Abstract
INTRODUCTION: The established link between DNA methylation and pathophysiology of dementia, along with its potential role as a molecular mediator of lifestyle and environmental influences, positions blood-derived DNA methylation as a promising tool for early dementia risk detection. METHODS: In conjunction with an extensive array of machine learning techniques, we employed whole blood genome-wide DNA methylation data as a surrogate for 14 modifiable and non-modifiable factors in the assessment of dementia risk in independent dementia cohorts.
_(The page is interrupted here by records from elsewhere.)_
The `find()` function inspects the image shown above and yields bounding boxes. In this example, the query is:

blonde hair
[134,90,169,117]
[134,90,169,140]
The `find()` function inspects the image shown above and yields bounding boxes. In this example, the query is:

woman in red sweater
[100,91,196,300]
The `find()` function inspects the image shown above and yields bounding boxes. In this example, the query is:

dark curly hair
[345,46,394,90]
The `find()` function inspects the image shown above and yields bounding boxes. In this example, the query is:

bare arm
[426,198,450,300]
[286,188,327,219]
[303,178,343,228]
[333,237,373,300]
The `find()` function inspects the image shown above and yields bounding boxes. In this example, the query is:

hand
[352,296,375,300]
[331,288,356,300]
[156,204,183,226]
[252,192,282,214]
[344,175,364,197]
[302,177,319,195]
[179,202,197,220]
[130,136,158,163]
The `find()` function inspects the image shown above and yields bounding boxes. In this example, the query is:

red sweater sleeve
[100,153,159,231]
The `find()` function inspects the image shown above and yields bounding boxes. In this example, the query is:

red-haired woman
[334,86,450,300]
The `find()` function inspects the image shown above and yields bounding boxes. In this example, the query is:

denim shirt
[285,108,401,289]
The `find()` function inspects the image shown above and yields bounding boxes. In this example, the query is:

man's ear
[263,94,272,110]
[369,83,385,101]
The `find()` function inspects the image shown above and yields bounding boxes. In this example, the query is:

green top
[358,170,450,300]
RESULTS: We established a multivariate methylation risk score (MMRS) for identifying mild cognitive impairment cross-sectionally, independent of age and sex (P = 2.0 × 10 −3). This score significantly predicted the prospective development of cognitive impairments in independent studies of Alzheimer's disease (hazard ratio for Rey's Auditory Verbal Learning Test (RAVLT)-Learning = 2.47) and Parkinson's disease (hazard ratio for MCI/dementia= 2.59). DISCUSSION: Our work shows the potential of employing blood-derived DNA methylation data in the assessment of dementia risk. Highlights: We used whole blood DNA methylation as a surrogate for 14 dementia risk factors. Created a multivariate methylation risk score for predicting cognitive impairment. Emphasized the role of machine learning and omics data in predicting dementia. The score predicts cognitive impairment development at the population level.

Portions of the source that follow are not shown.